Prognostic signatures in breast cancer: correlation does not imply causation

Breast Cancer Research201214:313

DOI: 10.1186/bcr3173

Published: 19 June 2012


Testing the statistical associations between microarray-based gene expression signatures and patient outcome has become a popular approach to infer biological and clinical significance of laboratory observations. Venet and colleagues recently demonstrated that the majority of randomly generated gene signatures are significantly associated with outcome of breast cancer patients, and that this association stems from the fact that a large proportion of the transcriptome is significantly correlated with proliferation, a strong predictor of outcome in breast cancer patients. These findings demonstrate that a statistical association between a gene signature and disease outcome does not necessarily imply biological significance.

Breast cancer encompasses a plethora of distinct diseases characterised by different biological features and clinical outcomes [13]. Microarray-based gene expression profiling studies have played a pivotal role in unravelling the molecular and clinical diversity of the disease (for a review see [3]). These studies led to the development of a molecular classification of breast cancer [4], where the different molecular subtypes identified were found to be associated with distinct clinical outcomes [5, 6], and to the development of numerous multigene predictors (that is, gene signatures) of outcome, which were initially reported to outperform the current clinicopathological algorithms to define the prognosis of breast cancer patients [7, 8] (reviewed in [3, 9]).

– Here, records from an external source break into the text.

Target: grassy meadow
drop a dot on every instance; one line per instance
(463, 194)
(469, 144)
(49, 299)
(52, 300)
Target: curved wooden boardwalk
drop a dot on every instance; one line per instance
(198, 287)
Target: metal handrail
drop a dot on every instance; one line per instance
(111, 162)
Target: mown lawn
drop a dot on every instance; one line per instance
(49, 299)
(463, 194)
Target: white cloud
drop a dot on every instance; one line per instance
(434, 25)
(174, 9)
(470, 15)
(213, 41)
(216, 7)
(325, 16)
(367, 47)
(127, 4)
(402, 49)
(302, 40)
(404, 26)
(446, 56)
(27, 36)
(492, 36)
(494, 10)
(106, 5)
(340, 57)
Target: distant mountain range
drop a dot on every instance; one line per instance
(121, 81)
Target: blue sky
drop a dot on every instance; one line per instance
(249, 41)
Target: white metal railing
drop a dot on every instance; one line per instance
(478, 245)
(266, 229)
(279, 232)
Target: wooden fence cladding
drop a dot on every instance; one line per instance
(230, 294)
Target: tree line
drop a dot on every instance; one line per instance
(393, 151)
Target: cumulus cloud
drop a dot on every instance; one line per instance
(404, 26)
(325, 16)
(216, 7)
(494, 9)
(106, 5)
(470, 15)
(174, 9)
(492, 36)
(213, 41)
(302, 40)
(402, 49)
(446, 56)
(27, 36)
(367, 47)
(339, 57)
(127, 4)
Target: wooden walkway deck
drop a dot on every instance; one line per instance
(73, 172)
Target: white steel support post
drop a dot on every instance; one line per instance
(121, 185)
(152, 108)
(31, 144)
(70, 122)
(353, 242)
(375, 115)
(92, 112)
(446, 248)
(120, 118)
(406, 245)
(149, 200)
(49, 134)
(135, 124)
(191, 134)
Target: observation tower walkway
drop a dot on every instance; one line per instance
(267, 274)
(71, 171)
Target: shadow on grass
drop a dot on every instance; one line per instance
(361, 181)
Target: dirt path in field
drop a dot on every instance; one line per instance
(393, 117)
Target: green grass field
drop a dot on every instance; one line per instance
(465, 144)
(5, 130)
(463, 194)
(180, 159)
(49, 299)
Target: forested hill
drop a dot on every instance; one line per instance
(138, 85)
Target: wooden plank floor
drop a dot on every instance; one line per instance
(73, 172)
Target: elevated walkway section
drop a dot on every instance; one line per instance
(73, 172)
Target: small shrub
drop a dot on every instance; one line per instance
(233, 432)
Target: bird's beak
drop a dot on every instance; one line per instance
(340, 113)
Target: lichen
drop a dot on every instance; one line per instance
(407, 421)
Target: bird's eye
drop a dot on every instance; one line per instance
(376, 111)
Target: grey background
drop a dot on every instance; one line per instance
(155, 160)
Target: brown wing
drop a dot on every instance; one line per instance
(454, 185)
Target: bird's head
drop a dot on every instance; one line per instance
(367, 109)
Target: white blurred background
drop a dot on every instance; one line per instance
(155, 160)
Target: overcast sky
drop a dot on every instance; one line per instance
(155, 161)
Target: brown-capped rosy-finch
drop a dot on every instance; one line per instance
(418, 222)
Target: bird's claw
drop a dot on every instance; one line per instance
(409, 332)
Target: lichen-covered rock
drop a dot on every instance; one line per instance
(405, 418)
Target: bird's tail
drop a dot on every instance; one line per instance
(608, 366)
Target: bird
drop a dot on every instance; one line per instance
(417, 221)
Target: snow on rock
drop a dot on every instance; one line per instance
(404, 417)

Microarrays have also played a pivotal role in addressing one of the major bottlenecks in translational research: ascribing relevance in the human disease context of results obtained from in vitro studies and animal models. The availability of multiple gene expression datasets with patient follow-up in the public domain allowed the investigation of whether a microarray-based signature derived from a set of laboratory experiments would have biological significance. For instance, a signature derived from tumour-initiating breast cancer cells was shown to be of prognostic significance in a publicly available microarray dataset, and this was used as the basis to suggest that the tumourigenic breast cancer cell signature 'may detect transcriptional profiles associated with mutations that arrest cells in an immature state of differentiation and function as markers of more aggressive tumors' [10].

In their recent paper [11], Venet and colleagues made the intriguing observation that gene signatures developed to identify phenomena completely unrelated to cancer - such as the effect of postprandial laughter on peripheral blood mononuclear cells, the localisation of skin fibro-blasts or social defeat obtained from mice brains - were significantly associated with outcome in a cohort of 295 breast cancer patients of the Netherlands Cancer Institute (NKI-295) [8]. In addition, it was also shown that, out of 1,890 gene signatures deposited in the Molecular Signatures Database, 67% were associated with breast cancer outcome at P <0.05, and 23% were associated at P <10−5. The large number of signatures significantly associated with outcome may be due to the enrichment of the Molecular Signatures Database with cancer-related signatures; hence the authors generated for each Molecular Signatures Database signature a signature of identical size but composed of randomly selected genes. Strikingly, out of these randomly derived signatures, 77% were associated with outcome at P <0.05 and 30% were associated at P <10−5. Furthermore, the authors went on to show that only 18 of the 47 published prognostic signatures that were either derived for the purpose of finding better prognostic tools or, in most cases, were used to suggest biological relevance of laboratory findings performed statistically better than the best 5% of random gene signatures of the same size [11].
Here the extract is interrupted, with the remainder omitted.